Wakil Menteri Luar Negeri Arif Havas Oegroseno menyampaikan posisi Indonesia pada public hearings di Mahkamah Internasional (ICJ), Kamis (5/12), terkait Advisory Opinion perubahan iklim.
“Dalam implementasi kewajiban di bawah perjanjian internasional, perlu kerja sama antar-negara dan organisasi internasional yang relevan. Berdasarkan prinsip keadilan dan common but differentiated responsibilities and respective capabilities (CBDR-RC) sesuai dengan keadaan negara yang berbeda,” kata Wakil Menteri Luar Negeri RI Arif Havas Oegroseno dalam penyampaian oral statement di ICJ.
Indonesia menyebut kewajiban iklim telah ada dalam berbagai perjanjian internasional, seperti UNCLOS, UNFCCC, dan Paris Agreement.
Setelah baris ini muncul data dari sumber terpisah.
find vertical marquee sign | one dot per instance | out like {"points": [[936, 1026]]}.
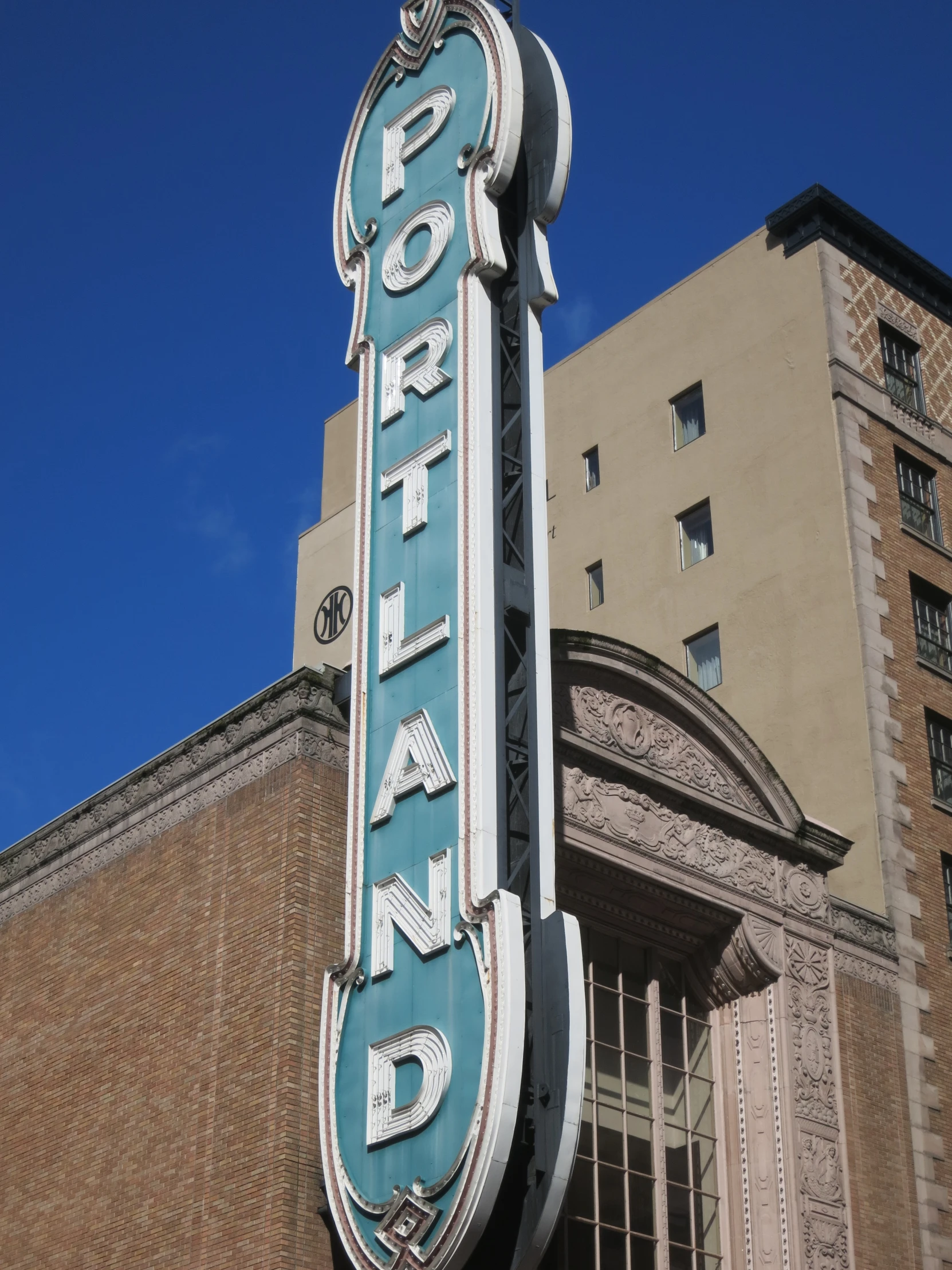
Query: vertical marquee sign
{"points": [[453, 1036]]}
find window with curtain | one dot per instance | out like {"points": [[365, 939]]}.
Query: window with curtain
{"points": [[597, 585], [941, 756], [648, 1120], [696, 535], [703, 654], [900, 363], [918, 501], [689, 417], [931, 612], [947, 884]]}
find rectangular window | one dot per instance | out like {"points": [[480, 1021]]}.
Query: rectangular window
{"points": [[900, 362], [941, 756], [917, 497], [947, 884], [705, 660], [696, 535], [931, 612], [597, 587], [689, 417], [648, 1126]]}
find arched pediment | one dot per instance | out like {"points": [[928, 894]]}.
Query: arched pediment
{"points": [[630, 712]]}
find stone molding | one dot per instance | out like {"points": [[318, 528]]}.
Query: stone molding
{"points": [[856, 399], [294, 718], [620, 813], [643, 734], [865, 929], [677, 695], [902, 324]]}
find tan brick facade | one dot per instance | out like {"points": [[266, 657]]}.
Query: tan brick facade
{"points": [[159, 1028], [914, 689], [883, 1183]]}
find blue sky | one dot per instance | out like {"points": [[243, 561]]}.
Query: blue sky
{"points": [[173, 327]]}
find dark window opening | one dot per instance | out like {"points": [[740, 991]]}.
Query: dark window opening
{"points": [[933, 638], [900, 361], [689, 417], [941, 757], [918, 498]]}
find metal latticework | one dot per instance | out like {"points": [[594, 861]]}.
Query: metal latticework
{"points": [[510, 527]]}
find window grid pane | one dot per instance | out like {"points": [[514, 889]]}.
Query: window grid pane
{"points": [[696, 536], [611, 1212], [900, 362], [932, 626], [917, 497], [941, 756]]}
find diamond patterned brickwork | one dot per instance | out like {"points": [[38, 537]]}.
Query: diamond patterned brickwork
{"points": [[936, 356], [930, 830]]}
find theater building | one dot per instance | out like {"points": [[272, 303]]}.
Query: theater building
{"points": [[752, 677]]}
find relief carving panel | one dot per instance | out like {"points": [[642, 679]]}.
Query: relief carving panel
{"points": [[823, 1209], [639, 733]]}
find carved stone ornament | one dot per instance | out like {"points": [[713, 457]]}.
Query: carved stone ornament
{"points": [[823, 1209], [639, 733], [745, 962], [638, 818]]}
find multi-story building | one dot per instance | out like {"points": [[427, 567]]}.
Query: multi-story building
{"points": [[748, 501], [749, 479]]}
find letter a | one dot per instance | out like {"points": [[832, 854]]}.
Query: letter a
{"points": [[428, 766]]}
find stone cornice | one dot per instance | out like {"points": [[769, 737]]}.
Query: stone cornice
{"points": [[294, 716]]}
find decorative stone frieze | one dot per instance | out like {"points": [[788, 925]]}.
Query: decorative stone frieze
{"points": [[640, 733], [820, 1147]]}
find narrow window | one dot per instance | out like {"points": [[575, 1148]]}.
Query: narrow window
{"points": [[931, 612], [917, 497], [648, 1143], [689, 416], [941, 756], [696, 535], [947, 883], [705, 660], [597, 587], [900, 361]]}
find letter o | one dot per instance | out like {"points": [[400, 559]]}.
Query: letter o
{"points": [[438, 219]]}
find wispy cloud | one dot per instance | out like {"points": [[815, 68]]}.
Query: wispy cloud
{"points": [[577, 318], [210, 519], [230, 543]]}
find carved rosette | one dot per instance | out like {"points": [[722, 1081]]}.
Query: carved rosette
{"points": [[739, 966], [823, 1207], [639, 733]]}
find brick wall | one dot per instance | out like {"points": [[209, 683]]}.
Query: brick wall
{"points": [[876, 1112], [159, 1028], [930, 830]]}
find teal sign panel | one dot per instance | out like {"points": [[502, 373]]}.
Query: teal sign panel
{"points": [[422, 1033]]}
Implementasi kewajiban ini memerlukan kerja sama antarnegara berdasarkan prinsip keadilan dan kondisi negara masing-masing.
Baca Juga: Indonesia Tampil di Pameran Semikonduktor Eropa
Pemerintah juga menyoroti kerentanan negara kepulauan terhadap kenaikan permukaan laut akibat perubahan iklim. Kewajiban melindungi lingkungan dari emisi gas rumah kaca belum diatur khusus dalam hukum internasional. Tetapi sudah ada dalam hukum nasional, seperti Pasal 28H UUD 1945 dan Pasal 65 UUPPLH No. 32 Tahun 2009.
Advisory Opinion ini melibatkan 98 negara dan 12 organisasi internasional, menjadi panduan penting bagi hukum internasional dan tata kelola iklim global. Wakil Menteri Luar Negeri berharap ICJ memberikan penjelasan secara jelas.
“Penting bagi ICJ untuk memberikan penjelasan sesuai dengan kerangka hukum internasional terkait perubahan iklim yang ada saat ini. Penerapan aturan hukum secara ketat akan membantu pemahaman terkait upaya mitigasi dan adaptasi perubahan iklim secara global,” kata Wamenlu Havas.
Selain Indonesia, negara seperti India, Iran, dan Kepulauan Solomon juga berpartisipasi. Sidang lisan berlangsung dari 2 hingga 14 Desember 2024.